Herhangi bir ciddi yaralanma olmadığı için rahatladım.
Ancak, bir sonraki ifadede kayınvalidemin dediği şeye çok şaşırdım.

“Görünüşe göre Ritchan kafasına darbe alınca hafızasını kaybetti~~”
“!?”

Nohutları elimden düşürdüm.
Bu olamaz, kocamın hafızasını kaybetmesi……

Şimdilik, kayınpeder, yaygara çıkarmamanın en iyisi olduğuna karar verdi. Köyde bu konuda sessiz kalmamıza karar verildi.
Ayrıca gereksiz bilgi vermemeye karar verdik.
Kayınpeder bir doktor gibi düşünürken, kayınvalide arkadaş canlısı komşu gibi düşünüyordu.
Oğlum, hafızasını kaybeden babasıyla karşılaşınca karışıklık olacağından Aina ve Emmerich onunla ilgileniyordu.

Ne inanılmaz bir durum, diye düşündüm ve gökyüzüne baktım.
Beni böyle görünce, kayınvalidem hafifçe sırtımı okşadı.

“Linde-chan, sorun değil. Ritchan kesinlikle hatırlayacaktır.”
“……Evet, kesinlikle.”

Bu kadar konuştuktan sonra bir şeyin farkına vardım.
Eve dönmesem daha iyi olmaz mıydı?

“Linde-chan, lütfen Ritchan ile kal.”
“Ne söylemeliyim……”
“Linde-chan, bence Linde-chan olarak kalabilirsin.”

Bu…… oldukça rahatsız ediciydi.
Ne yapmalıydım?

Ancak, hatıraları olmadığı için kocam da tedirgin olmalıydı. Yani en azından onu teselli edebilirdim.
Karar verdikten sonra eve döndüm.

Bir gerginlik ifadesiyle geri döndüm, ama her zamanki gibi rahatlamış bir kayınpeder oradaydı.

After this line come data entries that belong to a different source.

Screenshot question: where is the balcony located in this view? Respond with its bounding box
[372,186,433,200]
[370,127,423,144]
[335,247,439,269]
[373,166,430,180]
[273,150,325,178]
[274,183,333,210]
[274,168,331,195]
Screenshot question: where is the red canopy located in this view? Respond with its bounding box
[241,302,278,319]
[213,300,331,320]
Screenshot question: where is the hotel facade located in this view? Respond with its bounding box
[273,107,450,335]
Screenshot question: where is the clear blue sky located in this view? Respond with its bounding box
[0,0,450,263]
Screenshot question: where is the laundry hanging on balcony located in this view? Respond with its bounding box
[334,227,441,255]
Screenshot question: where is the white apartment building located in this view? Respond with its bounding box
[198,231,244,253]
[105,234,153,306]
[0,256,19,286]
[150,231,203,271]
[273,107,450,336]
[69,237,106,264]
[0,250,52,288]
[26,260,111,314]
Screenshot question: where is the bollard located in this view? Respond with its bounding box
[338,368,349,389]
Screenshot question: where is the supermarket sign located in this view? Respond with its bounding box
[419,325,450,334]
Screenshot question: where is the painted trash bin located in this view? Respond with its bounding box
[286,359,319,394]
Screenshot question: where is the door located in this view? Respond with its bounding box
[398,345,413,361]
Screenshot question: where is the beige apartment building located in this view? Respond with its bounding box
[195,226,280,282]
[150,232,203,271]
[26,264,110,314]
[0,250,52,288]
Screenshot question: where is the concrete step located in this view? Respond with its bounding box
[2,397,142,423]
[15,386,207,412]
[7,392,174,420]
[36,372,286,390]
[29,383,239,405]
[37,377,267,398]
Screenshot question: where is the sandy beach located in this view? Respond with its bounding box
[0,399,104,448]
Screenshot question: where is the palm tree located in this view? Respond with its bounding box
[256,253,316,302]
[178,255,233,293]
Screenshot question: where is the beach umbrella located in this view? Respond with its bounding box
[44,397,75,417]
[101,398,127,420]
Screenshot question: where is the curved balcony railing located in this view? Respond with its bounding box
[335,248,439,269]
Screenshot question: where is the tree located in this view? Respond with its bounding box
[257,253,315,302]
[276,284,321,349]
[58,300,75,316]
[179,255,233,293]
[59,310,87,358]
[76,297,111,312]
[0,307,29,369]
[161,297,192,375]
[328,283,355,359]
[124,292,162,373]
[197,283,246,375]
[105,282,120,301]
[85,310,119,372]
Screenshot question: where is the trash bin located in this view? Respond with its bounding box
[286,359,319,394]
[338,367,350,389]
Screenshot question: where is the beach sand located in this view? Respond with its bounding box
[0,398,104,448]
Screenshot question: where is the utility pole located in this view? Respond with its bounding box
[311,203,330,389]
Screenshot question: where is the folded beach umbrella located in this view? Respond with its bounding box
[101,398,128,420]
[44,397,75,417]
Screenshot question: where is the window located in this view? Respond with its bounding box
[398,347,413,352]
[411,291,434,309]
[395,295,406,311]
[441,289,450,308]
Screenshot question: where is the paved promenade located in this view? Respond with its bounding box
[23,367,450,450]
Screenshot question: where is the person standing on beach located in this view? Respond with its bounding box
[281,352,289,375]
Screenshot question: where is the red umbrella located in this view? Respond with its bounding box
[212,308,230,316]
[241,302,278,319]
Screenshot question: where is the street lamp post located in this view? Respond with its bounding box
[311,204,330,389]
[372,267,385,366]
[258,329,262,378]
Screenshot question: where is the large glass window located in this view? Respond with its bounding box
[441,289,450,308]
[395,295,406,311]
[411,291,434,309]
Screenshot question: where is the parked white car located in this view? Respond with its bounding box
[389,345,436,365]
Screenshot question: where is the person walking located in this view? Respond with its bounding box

“Sieglinde-san, hoş geldin.”
“……Geri döndüm.”
“Bugün biraz sıcaktı eh~”
“……Evet, kesinlikle.”

Kayınpederin hiç değişmeyen davranışını görünce bıkmış hissettim.
Tek oğlu hafızasını kaybetti. Ne kadar kaygısız, diye düşündüm.

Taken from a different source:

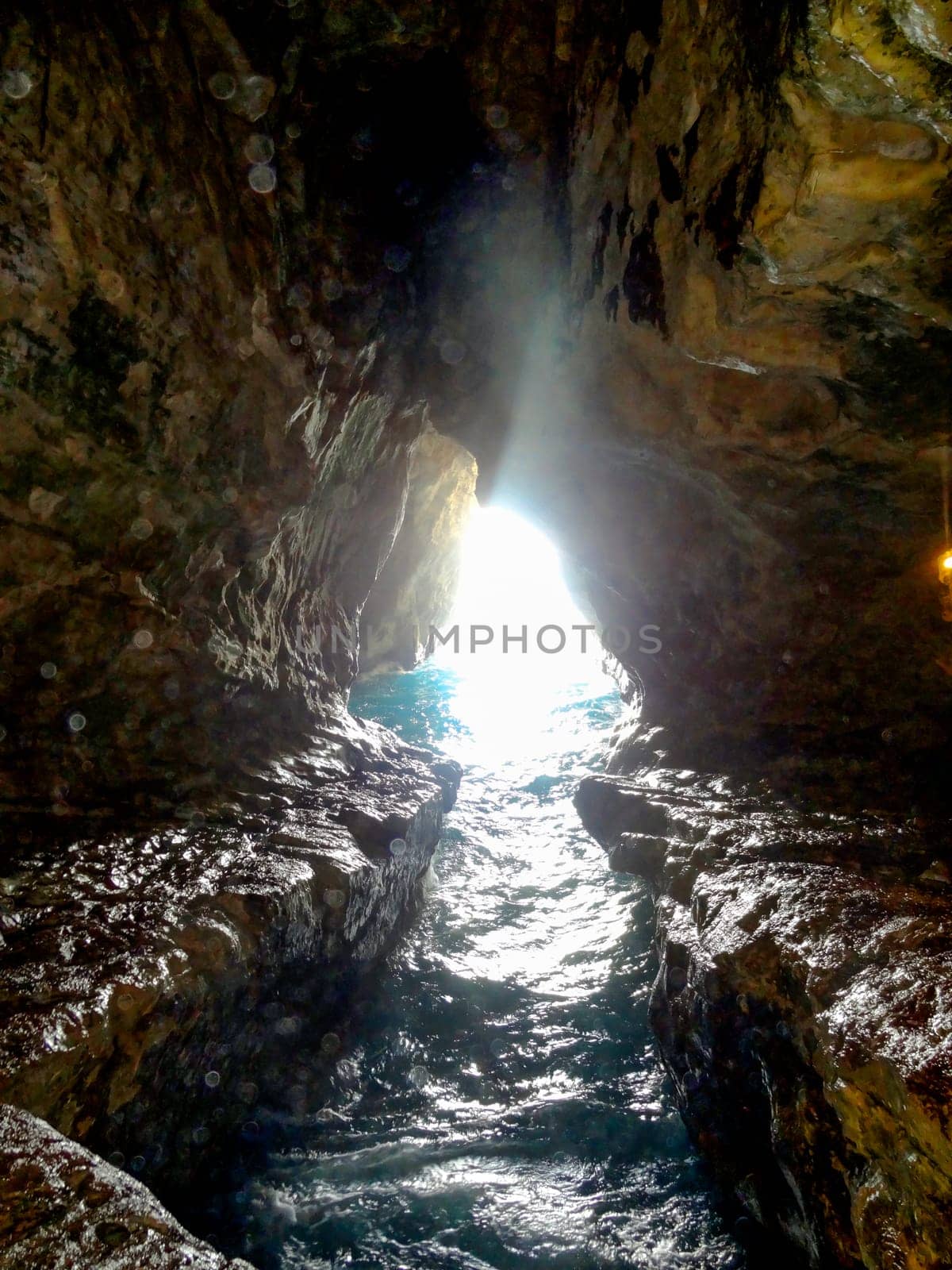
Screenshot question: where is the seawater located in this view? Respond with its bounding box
[223,664,745,1270]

Ancak onun sayesinde çırpınan kalbim sakinleşti.
Derin bir nefes aldım ve normal davranabilmek için ruh halimi değiştirdim.
Kayınvalidemden aldığım meyve suyuyla kocamın yatak odasına gittim.

◇◇◇

Kapıyı çaldığımda hızla bir cevap geldi.

“Evet! Lütfen içeri gel!”

Beklenmedik derecede parlak bir sesti. Hafızasını gerçekten kaybettiğinden şüphelenmeye başladım.
Kapıyı açtığımda kocamın yatağa yaslandığını gördüm. Elinde bir kitabı vardı.

“Hah, sen——?”
“Ben……”

Sonra bir hikaye uydurmam gerektiğini düşündüm. Ne diyeceğimi bulamadım.
Kocamın bana ilgiyle baktığını görünce, gerçekten hafızasını kaybettiğini hissettim.

“Richelle-obasan'ın tanıdığı bir kadın olabilir misin?”
“Pekala, bununla ilgili.”

Şaşırtıcı bir şekilde, kocamın beni hatırlamaması beni şok etti.
Daha önce hiç yaşamadığım bir şey, parmaklarım titremeye başladı.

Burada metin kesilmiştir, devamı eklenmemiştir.